Por outro lado, isso é muito bom, isso é bom demais. A apatia do eleitorado demonstra que nunca mais teremos eleições como as de antigamente, e não só pela urna eletrônica. Eleições viraram rotina e o eleitor passional, aquele que confundia política com time de futebol, brincava de bandido e mocinho, é um cidadão dos tempos em que se amarrava eleitor com linguiça.

Nem mesmo para os marqueteiros os tempos serão os mesmos, quando a safra eleitoral era uma cornucópia de dólares que irrigava o bolso de todos, da esquerda à direita. Todos os truques de comunicação já estrearam com grande sucesso de crítica, mas o distinto público cansou de ver o mesmo filme, os mesmos discursos, os mesmos roteiros, os mesmos programas gráficos dos computadores, os mesmos efeitos especiais, as mesmas duplas caipiras, as mesmas maquiagens, os mesmos truques e chega dos mesmos. Comícios, uma assembleia de trogloditas.

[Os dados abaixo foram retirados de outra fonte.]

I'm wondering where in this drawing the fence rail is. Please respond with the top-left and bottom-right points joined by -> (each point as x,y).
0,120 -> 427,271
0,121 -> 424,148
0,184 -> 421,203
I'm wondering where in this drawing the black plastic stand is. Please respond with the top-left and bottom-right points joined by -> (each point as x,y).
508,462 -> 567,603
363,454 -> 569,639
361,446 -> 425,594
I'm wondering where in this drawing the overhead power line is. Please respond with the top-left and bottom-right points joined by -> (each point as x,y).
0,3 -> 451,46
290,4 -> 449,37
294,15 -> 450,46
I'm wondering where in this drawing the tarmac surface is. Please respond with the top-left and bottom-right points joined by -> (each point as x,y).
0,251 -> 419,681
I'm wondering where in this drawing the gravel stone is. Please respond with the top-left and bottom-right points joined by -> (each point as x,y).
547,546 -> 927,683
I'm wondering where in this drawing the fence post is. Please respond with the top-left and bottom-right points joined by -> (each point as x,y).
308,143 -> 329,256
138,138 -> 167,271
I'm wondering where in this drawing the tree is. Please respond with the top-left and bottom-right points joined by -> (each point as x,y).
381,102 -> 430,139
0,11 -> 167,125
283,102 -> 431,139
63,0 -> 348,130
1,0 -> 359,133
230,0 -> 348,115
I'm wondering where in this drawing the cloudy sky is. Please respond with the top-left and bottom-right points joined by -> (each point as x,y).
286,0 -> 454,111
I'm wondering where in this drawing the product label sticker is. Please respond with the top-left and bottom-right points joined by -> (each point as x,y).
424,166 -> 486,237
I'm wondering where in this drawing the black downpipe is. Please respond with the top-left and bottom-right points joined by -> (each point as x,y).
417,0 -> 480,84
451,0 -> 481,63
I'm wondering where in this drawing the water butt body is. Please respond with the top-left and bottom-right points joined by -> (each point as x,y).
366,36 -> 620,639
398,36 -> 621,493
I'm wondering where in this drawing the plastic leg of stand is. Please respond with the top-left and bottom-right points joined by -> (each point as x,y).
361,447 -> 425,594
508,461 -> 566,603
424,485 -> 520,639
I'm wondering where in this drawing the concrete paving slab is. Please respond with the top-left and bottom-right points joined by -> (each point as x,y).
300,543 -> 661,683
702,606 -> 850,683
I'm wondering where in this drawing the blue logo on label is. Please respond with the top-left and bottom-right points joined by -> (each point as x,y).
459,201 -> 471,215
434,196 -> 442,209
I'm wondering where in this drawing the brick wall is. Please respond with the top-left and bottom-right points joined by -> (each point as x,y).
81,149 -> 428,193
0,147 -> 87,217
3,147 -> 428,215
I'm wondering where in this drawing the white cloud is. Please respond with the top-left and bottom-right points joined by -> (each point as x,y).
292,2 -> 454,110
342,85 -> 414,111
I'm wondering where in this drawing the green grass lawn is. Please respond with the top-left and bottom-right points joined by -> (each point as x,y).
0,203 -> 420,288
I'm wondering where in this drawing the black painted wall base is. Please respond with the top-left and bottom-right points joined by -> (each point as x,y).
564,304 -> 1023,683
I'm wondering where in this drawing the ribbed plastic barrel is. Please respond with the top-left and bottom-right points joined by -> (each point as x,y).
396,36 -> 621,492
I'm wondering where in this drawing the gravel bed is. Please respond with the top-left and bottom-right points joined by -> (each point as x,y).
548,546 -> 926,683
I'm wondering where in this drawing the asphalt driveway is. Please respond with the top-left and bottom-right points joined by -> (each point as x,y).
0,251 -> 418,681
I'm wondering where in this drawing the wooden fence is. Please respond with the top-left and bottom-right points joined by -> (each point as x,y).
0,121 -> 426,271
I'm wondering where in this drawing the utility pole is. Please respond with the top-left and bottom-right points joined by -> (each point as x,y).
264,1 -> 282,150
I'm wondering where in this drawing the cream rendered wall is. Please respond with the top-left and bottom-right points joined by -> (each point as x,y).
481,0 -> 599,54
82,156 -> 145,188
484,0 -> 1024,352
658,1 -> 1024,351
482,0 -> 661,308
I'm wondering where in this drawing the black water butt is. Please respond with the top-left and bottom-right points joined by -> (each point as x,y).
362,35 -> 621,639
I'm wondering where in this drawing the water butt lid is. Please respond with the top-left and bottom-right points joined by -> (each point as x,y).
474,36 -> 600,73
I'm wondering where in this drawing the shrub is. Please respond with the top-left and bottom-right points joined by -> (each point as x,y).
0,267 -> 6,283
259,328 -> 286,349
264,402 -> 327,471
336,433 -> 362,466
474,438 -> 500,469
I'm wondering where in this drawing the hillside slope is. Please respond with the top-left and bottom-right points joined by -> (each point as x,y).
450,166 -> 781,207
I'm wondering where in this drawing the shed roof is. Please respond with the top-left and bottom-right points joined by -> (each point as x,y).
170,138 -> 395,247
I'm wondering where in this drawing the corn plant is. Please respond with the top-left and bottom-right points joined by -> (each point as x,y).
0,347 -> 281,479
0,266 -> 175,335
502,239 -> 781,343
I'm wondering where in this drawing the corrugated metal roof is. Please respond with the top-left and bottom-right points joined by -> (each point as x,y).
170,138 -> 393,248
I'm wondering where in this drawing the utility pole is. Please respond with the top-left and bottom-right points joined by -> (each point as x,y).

Água mole em pedra dura, tanto bate que caiu a ficha: campanha eleitoral é um mundo do faz-de-conta e isso não é mais segredo de polichinelo. Daí o silêncio da esfinge, que observa com um imenso enfado o patético desfile de militantes assalariados nas esquinas da cidade. No domingo o eleitor vai burocraticamente bater o ponto. Entra mudo, sai mudo, porque eleição deixou de ser prioridade na agenda.

Ai, que preguiça!

A apatia do eleitor sinaliza que os tempos são outros. O distinto público dispensa tantas plumas e paetês, tantos estandartes e alegorias e pede um sincero samba-enredo no lugar daquele velho e ultrapassado samba do crioulo doido.